In the cities and villages across the world those who perhaps unknowingly carried a latent psyker gene found themselves utterly unprotected to the intrusion of the xenos will into their minds. Writhing in agony and clawing at their own eyes, many were driven insane, attempting to scream alien cries that no human mouth could articulate.
The touch of this psychic shadow began to interfere with long distance communication with outside systems. Those few astropaths who did survive found that less and less of their calls for help were being answered. The defending forces were forced to rely on simpler vox-traffic to communicate. But the vast distances between the planets and the fleets that guarded them meant that hours could pass before a message was received, and often by the time a reply was sent there were no living forces left to receive them.
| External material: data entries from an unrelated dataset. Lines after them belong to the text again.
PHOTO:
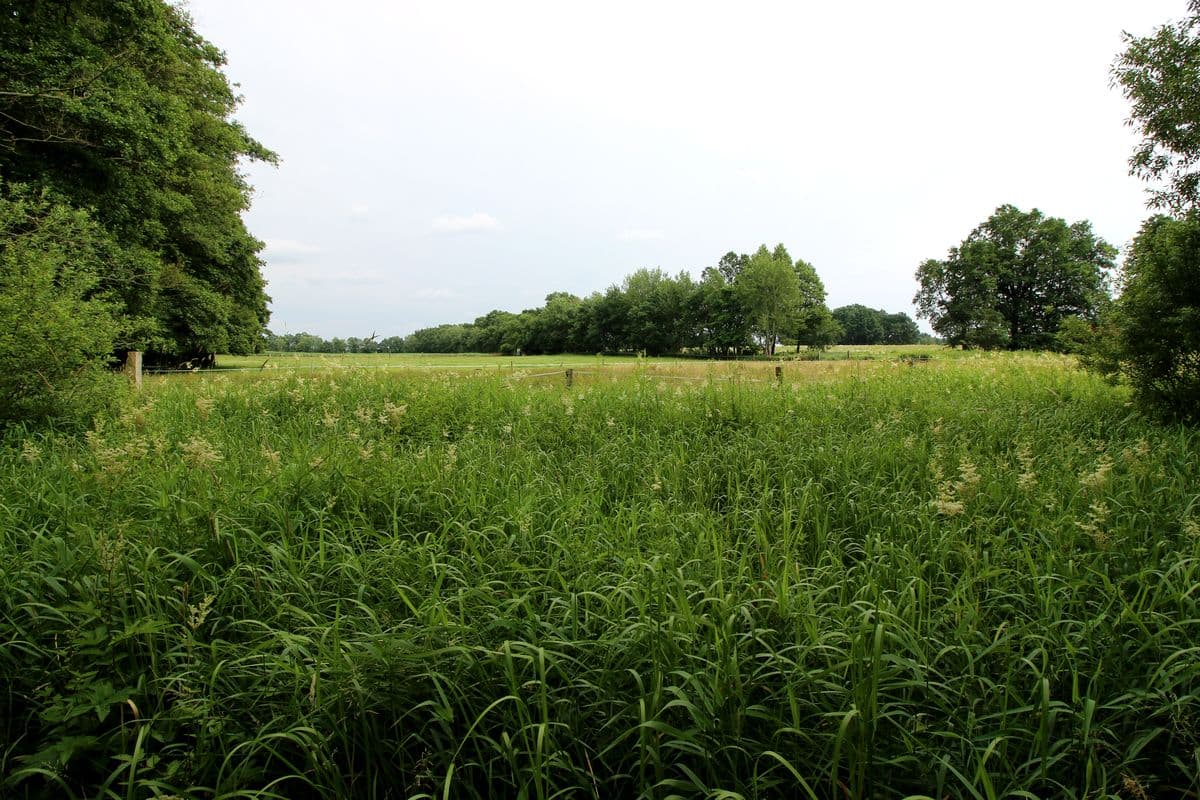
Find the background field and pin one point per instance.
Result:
(510, 364)
(969, 578)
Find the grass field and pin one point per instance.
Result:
(976, 577)
(273, 361)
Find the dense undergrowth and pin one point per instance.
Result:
(970, 579)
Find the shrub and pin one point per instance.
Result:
(57, 332)
(1157, 319)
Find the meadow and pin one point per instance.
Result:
(973, 577)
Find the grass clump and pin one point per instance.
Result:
(969, 579)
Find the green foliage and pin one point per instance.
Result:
(863, 325)
(57, 329)
(859, 324)
(119, 107)
(771, 292)
(940, 581)
(1161, 77)
(1013, 281)
(1153, 331)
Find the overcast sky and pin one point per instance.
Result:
(443, 158)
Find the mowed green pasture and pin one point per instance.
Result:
(966, 578)
(273, 361)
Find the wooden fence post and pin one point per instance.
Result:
(133, 367)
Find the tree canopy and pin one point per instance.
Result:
(1013, 281)
(765, 296)
(121, 108)
(1161, 77)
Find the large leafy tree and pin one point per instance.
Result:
(1014, 280)
(814, 324)
(1161, 77)
(859, 324)
(1157, 318)
(771, 293)
(119, 107)
(721, 319)
(1151, 334)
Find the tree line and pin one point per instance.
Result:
(1026, 281)
(744, 304)
(121, 193)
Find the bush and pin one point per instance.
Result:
(57, 334)
(1156, 322)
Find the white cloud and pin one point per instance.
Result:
(753, 175)
(474, 223)
(431, 294)
(640, 234)
(288, 250)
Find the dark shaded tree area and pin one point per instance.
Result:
(1014, 280)
(863, 325)
(119, 108)
(1150, 336)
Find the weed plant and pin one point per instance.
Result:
(963, 579)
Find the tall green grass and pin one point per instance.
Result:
(969, 579)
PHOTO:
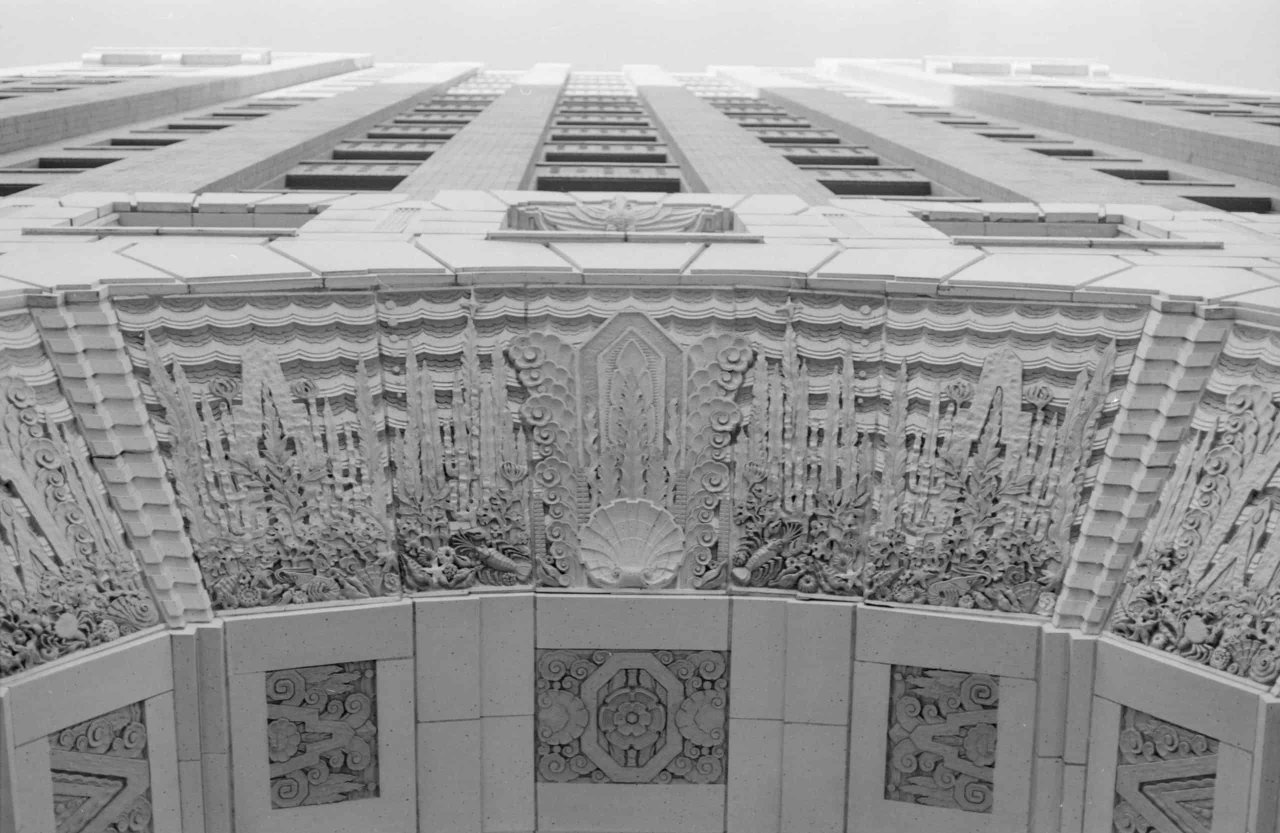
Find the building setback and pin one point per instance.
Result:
(878, 445)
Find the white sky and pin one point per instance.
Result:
(1224, 41)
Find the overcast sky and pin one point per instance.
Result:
(1224, 41)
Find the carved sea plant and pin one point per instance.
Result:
(67, 580)
(974, 508)
(284, 502)
(461, 479)
(1205, 587)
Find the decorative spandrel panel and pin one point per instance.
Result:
(321, 733)
(68, 580)
(942, 738)
(631, 717)
(1205, 582)
(1164, 777)
(101, 774)
(269, 413)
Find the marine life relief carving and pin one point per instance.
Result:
(973, 507)
(620, 214)
(1205, 585)
(101, 774)
(631, 458)
(67, 579)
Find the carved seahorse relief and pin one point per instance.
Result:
(1205, 584)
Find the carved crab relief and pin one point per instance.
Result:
(631, 717)
(942, 738)
(1206, 584)
(101, 774)
(1165, 777)
(321, 736)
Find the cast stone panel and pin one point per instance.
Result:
(631, 717)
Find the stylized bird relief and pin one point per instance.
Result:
(621, 214)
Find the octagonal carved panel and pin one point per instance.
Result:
(631, 717)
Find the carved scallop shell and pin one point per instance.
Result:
(631, 543)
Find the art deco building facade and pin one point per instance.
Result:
(871, 447)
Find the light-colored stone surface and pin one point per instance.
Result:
(507, 654)
(932, 639)
(448, 767)
(447, 641)
(352, 257)
(754, 783)
(343, 634)
(632, 622)
(1192, 696)
(95, 682)
(51, 265)
(758, 658)
(813, 778)
(507, 774)
(228, 260)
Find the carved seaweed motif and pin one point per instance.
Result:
(974, 509)
(1206, 585)
(1164, 777)
(284, 503)
(631, 717)
(461, 479)
(101, 774)
(942, 738)
(320, 733)
(630, 424)
(67, 581)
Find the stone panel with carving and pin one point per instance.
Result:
(1206, 581)
(1164, 777)
(942, 738)
(668, 438)
(67, 579)
(620, 214)
(321, 733)
(631, 717)
(101, 774)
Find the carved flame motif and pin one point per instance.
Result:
(620, 214)
(1205, 586)
(67, 580)
(974, 508)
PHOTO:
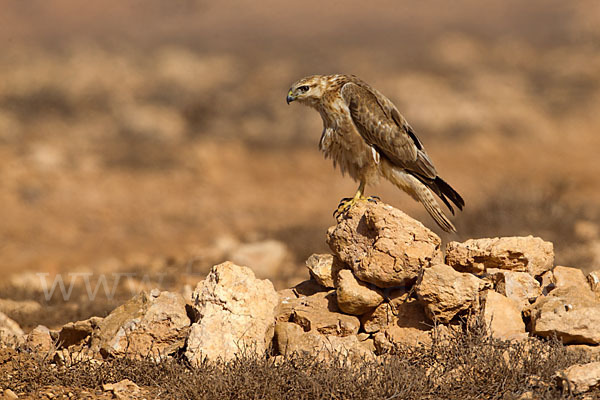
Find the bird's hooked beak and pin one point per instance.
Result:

When Battlefleet Agriana finally made contact with the hive, only rare and confused messages made it back to the waiting ears on the planets. But in time, even those stopped and only a brooding silence answered the repeated vox-hails from the worlds.
By now the dark hole in the sky had spread wider, and at its centre it began to emit a sickly hue of white and purple. A stain of inhuman flesh radiating from the trillions of bodies growing within it that grew stronger by the day.
As the swarming mass neared it became visible to the naked eye. A shifting cloud of living vessels approaching that sprouted off shoots like sticky claws reaching out to grasp the worlds.
Then came the rain. First there were a few, then many then an unstoppable horde of foreign bodies began to streak across the sky. Anti-air guns spun up and obliterated the first few hundreds, but still they came. The air was soon choked with them and wherever each of these spores struck the ground, the gunfire lessened.